I am shocked -- SHOCKED -- to discover that Wall Street has hatched yet another scheme to shave off some profits for themselves and their billionaires while leaving the rest of us with the dregs, aren't you?
This scam is called "high frequency trading" (HFT). As Chris Hayes explains, it benefits a few at the expense of many.
The best article I found on it is one from a year ago at Mother Jones. HFT is complex, and gleans profits from splitting seconds, which is why Wall Street would rather you just didn't know about it.
[N]ew technologies have changed Wall Street beyond recognition. Despite efforts at reform, today's markets are wilder, less transparent, and, most importantly, faster than ever before. Stock exchanges can now execute trades in less than a half a millionth of a second—more than a million times faster than the human mind can make a decision. Financial firms deploy sophisticated algorithms to battle for fractions of a cent. Designed by the physics nerds and math geniuses known as quants, these programs exploit minute movements and long-term patterns in the markets, buying a stock at $1.00 and selling it at $1.0001, for example. Do this 10,000 times a second and the proceeds add up. Constantly moving into and out of securities for those tiny slivers of profit—and ending the day owning nothing—is known as high-frequency trading.
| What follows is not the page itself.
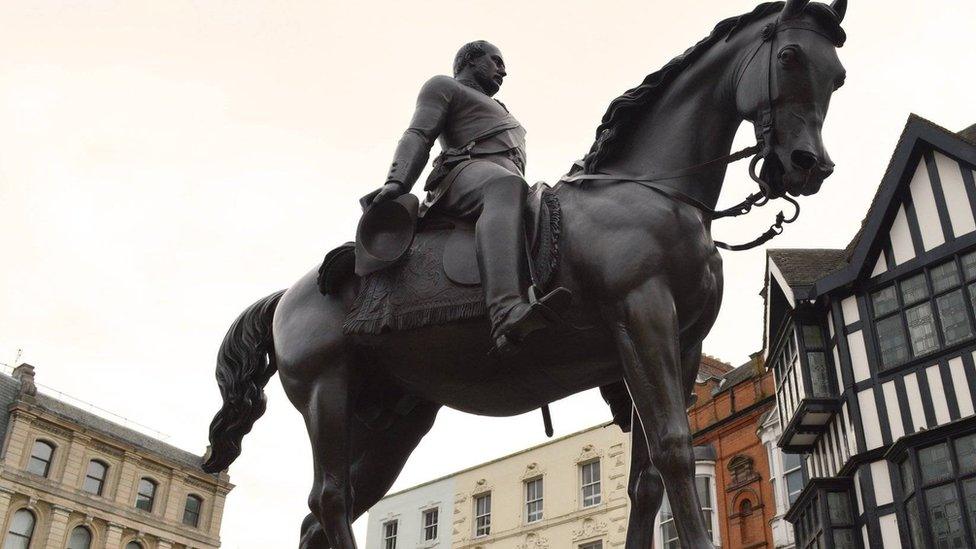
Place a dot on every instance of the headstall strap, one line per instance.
(760, 151)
This rapid churn has reduced the average holding period of a stock: Half a century ago it was eight years; today it is around five days. Most experts agree that high-speed trading algorithms are now responsible for more than half of US trading. Computer programs send and cancel orders tirelessly in a never-ending campaign to deceive and outrace each other, or sometimes just to slow each other down. They might also flood the market with bogus trade orders to throw off competitors, or stealthily liquidate a large stock position in a manner that doesn't provoke a price swing. It's a world where investing—if that's what you call buying and selling a company's stock within a matter of seconds—often comes down to how fast you can purchase or offload it, not how much the company is actually worth.
But high-frequency trading isn't for your eTrade account, and that's why Wall Street wins and we don't. This is what billionaires do, not what ordinary folks sitting at their computer do.
No millisecond left behind for these guys:
If you thought that stock traders made enough money, and wielded enough power over the global economy, think again: Financial traders are now turning to high-speed laser networks between stock exchanges, to decrease latency by a few milliseconds, to squeeze a few more trillion dollars per year out of high-frequency trading (HFT).
They're always on the hunt for more, too. MoJo:
Traders' need for speed has grown so voracious that two companies are currently building underwater cables (price tag: around $300 million each) across the Atlantic, in an attempt to join Wall Street and the London Stock Exchange by the shortest, fastest route possible. When completed in 2014, one of the cables is expected to shave five to six milliseconds off trans-Atlantic trades.
But why stop there? One trading engineer has proposed positioning a line of drones over the ocean, where they would flash microwave data from one to the next like the chain of mountaintop signal fires in The Lord of the Rings. "At what point do you say, 'This is fast enough'?" asks Brent Weisenborn, a former NASDAQ vice president.
Maybe all we need to know is who champions high frequency trading while offering a bite-size critique of Michael Lewis' book Flash Boys:
"Again, look to interests," said AQR Capital Management's Cliff Asness. "Making mountains out of molehills sells more books than a study of molehills."
Yeah, I suppose Asness' huge contributions to the RNC to buy up the 2010 midterms were just a molehill too.